Implications for HPE research and publishing

The potential impact of LLMs and other AIs on research, practically, ethically, and morally is large, and this has created a reappraisal of much of academic processes and standards. For instance, Van Dis et al. (2023) asked a set of essential questions for researchers and publishers including: which research tasks should or should not be outsourced, what steps in an AI-assisted research process require human verification, and how should LLMs be incorporated into the education and training of researchers?

So far, the response from journals has been cautious and critical. As an example, the editors of Academic Medicine recently (DeVilbiss & Roberts, 2023) stated their position in terms of four broad principles: that authors must be accountable for their work (noting that LLMs do not meet this standard); that any use of LLMs in developing or writing papers submitted to the journal must be disclosed; that any use of LLMs in the research process must be clearly described in any paper reporting on that research; and, as these technologies are changing so quickly, that policies will need to adapt over time to track these changes. These are somewhat generic concerns, albeit ones that we support at Advances.

There are bigger issues to consider. For instance, what implications do LLMs have for our use of theory, the conceptualization of assessment practices, learning and performance research etc.? In a field (assuming that HPE is a field) where many of the most cited and downloaded publications in the major journals consist of non-empirical work, commentaries, letters, and reflective pieces, will the use of LLMs further water down the few original research contributions that remain published? Will the scientific currency and integrity of our work be diminished if anyone can produce an LLM-generated review within minutes?

There are also the interfaces between HPE scholarship and HPE to be considered, as well as our interfaces with healthcare as a whole.

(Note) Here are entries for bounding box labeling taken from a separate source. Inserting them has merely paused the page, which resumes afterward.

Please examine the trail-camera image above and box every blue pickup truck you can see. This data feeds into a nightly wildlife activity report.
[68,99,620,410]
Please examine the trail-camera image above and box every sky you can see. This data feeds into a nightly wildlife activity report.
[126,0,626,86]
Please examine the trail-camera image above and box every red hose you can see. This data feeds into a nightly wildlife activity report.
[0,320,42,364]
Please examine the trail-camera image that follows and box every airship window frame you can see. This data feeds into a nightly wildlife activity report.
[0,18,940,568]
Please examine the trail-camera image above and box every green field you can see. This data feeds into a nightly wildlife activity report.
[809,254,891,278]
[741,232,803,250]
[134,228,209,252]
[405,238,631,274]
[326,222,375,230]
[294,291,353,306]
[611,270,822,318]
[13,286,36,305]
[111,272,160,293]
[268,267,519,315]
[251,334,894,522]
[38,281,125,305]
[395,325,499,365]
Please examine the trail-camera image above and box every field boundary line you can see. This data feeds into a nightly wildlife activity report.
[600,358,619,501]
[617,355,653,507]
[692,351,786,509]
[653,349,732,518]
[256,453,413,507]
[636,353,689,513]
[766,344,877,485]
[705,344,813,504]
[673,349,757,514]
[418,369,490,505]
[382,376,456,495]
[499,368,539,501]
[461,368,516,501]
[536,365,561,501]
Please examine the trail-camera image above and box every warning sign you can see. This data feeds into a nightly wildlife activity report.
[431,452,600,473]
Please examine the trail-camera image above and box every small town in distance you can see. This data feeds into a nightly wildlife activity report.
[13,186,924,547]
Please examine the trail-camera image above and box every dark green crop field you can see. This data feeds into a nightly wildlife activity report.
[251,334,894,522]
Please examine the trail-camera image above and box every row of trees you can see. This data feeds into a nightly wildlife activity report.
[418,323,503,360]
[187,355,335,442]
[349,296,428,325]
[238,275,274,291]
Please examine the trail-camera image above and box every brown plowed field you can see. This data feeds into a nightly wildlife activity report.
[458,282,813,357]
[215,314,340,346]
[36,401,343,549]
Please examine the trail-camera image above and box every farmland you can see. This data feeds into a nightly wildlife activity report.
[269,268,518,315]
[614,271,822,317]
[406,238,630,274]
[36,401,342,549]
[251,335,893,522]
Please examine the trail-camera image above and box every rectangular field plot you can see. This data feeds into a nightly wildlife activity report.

AIs are already finding their way into medicine (Li et al., 2019) and into medical education (Tolsgaard et al., 2020; Katznelson & Gerke, 2021). Indeed, we are seeing a great many speculative opinion pieces being submitted to AHSE and other journals about the importance, opportunities, risks, and other consequences of AIs. As a journal this is an interesting issue, but we look for substantial theoretical and philosophical or empirical work, not speculation. In many ways, we predict a new wave of atheoretical and non-empirical work similar to that we saw during the COVID pandemic but now focused on the hopes, expectations, and dangers of LLMs and AI technology.

The problems we have noted are not trivial, indeed they may prove transformative and even disruptive. We encourage our scientific community therefore to think deeply about how concepts, theories, and practices are being shaped by LLMs and the implications thereof. We also ask that all work submitted to Advances meets the emerging disclosure standards for the use of LLMs, and that any work submitted that takes the use of LLMs as its subject is thoughtful and critical of the many issues involved and their implications for advances in health sciences education, both in theory and in practice.